The secret assurances which had been given to Italy in the Compact of London were probably the cause of prolonging the war, with its enormous slaughter, for more than a year. In the Spring of 1917, secret negotiations were pursued between the Emperor of Austria, the President and Premier of France, and the British Prime Minister. The intermediaries in these negotiations were the Bourbon Princes Sixtus and Xavier, brothers of the Empress of Austria. The negotiations were carried on from Switzerland with a confidential envoy of the Emperor of Austria. Only the Emperor, the Empress and the Duchess of Parma were in the secret. Count Czernin, the Austro-Hungarian Minister of Foreign Affairs at this time, at first knew only of the general fact, not of the details. A note of Count Czernin, with a secret personal note written by the Emperor, were brought to Prince Xavier and taken by him to Paris. The proposals in Count Czernin’s note related to the restoration and indemnification of Belgium, and the German renunciation of Alsace-Lorraine, which “Austria-Hungary naturally would not oppose.” Count Czernin stated that Austria-Hungary could not make a separate peace; that it had no idea of crushing Servia, but needed guarantees against such affairs as led to the murder at Sarajevo; that Austria-Hungary had no desire of crushing Roumania, etc. The secret addenda made by the Emperor, without the knowledge of Count Czernin, stated: “We will support France and exercise pressure on Germany with all means [in connection with Alsace-Lorraine]. We are absolutely not in Germany’s hands; it was against Germany’s will that we did not break with America.”
When President Poincaré received the Prince’s report he stated that the secret note afforded a basis for discussion, that he would communicate the two notes, with arrangements of absolute secrecy, to the Premier, and inform the Czar by personal letter, as well as the King of England, and Mr. Lloyd George, “who is a discrete man.” But the President thought that Italy would be the stumbling block. After this interview the Princes proceeded to Vienna for a personal interview with the Emperor, which took place on the night of March 23rd. The Emperor discussed the whole situation, saying that Servia was naturally the friend of Austria, and that all that Austria needed was the suppression of revolutionary propaganda there. He stated that one of the Entente Powers was secretly conversing with Bulgaria; Bulgaria does not know that the secret has leaked out. “It has not much importance, because all these dreams of empire of the East will have to end in the status quo, or very nearly that.” Count Czernin later joined in the conversation, which is described as “rather glacial.” He expressed his belief that peace must be made at any price, and that it might be necessary for Austria to secure a divorce from Germany because the latter would never abandon Alsace-Lorraine.
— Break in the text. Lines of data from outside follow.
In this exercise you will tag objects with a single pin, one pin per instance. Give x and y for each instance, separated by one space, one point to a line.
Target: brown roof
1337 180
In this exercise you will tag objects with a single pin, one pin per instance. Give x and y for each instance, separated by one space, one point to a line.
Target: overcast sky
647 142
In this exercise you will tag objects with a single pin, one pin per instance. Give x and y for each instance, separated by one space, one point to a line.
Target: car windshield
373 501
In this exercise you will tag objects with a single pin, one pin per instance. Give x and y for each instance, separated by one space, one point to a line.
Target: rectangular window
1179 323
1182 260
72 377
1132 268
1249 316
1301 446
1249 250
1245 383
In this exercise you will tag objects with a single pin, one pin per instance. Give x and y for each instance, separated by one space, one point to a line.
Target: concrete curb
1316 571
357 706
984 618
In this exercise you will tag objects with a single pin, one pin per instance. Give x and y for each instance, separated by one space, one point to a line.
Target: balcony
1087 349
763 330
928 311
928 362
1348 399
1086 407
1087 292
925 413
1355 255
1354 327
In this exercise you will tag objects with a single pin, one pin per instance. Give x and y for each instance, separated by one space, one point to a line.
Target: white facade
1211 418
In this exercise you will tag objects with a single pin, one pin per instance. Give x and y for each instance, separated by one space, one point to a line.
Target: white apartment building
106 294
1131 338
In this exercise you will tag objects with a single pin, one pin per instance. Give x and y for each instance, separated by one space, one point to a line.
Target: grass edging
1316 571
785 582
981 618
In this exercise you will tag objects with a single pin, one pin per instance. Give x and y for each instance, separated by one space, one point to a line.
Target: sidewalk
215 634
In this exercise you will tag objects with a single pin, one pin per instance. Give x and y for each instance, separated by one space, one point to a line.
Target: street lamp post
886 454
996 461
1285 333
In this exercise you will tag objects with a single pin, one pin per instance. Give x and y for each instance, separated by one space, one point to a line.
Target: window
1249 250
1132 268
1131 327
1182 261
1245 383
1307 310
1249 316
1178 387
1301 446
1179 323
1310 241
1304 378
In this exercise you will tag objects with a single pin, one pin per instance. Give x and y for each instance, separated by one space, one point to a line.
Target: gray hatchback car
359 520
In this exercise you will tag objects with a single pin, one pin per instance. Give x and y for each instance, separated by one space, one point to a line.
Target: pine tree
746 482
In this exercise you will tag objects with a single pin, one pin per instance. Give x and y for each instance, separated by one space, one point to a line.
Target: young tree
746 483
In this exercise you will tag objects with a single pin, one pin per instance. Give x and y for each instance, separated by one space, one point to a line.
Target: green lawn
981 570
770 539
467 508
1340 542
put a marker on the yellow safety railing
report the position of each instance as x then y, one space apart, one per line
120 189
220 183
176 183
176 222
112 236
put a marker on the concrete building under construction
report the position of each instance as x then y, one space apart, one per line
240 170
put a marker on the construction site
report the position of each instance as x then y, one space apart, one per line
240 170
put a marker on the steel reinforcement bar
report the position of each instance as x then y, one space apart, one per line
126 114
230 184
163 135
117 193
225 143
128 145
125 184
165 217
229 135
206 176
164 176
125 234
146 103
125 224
After a second visit, the Emperor gave Prince Xavier an autographed letter, enjoining absolute secrecy because “an indiscretion would force him to send troops to the French front.” The autographed letter of Emperor Charles, dated March 24th, contains the following proposals: That he will support the just French claims to Alsace-Lorraine by all means, using all his personal influence with his allies; Belgium and Servia are to be restored to full sovereignty; Belgium is to secure indemnities for her losses; and Servia is to have access to the Adriatic Sea. On the basis of this letter, discussions took place among the men concerned in France and in England. But Italy remained the obstacle.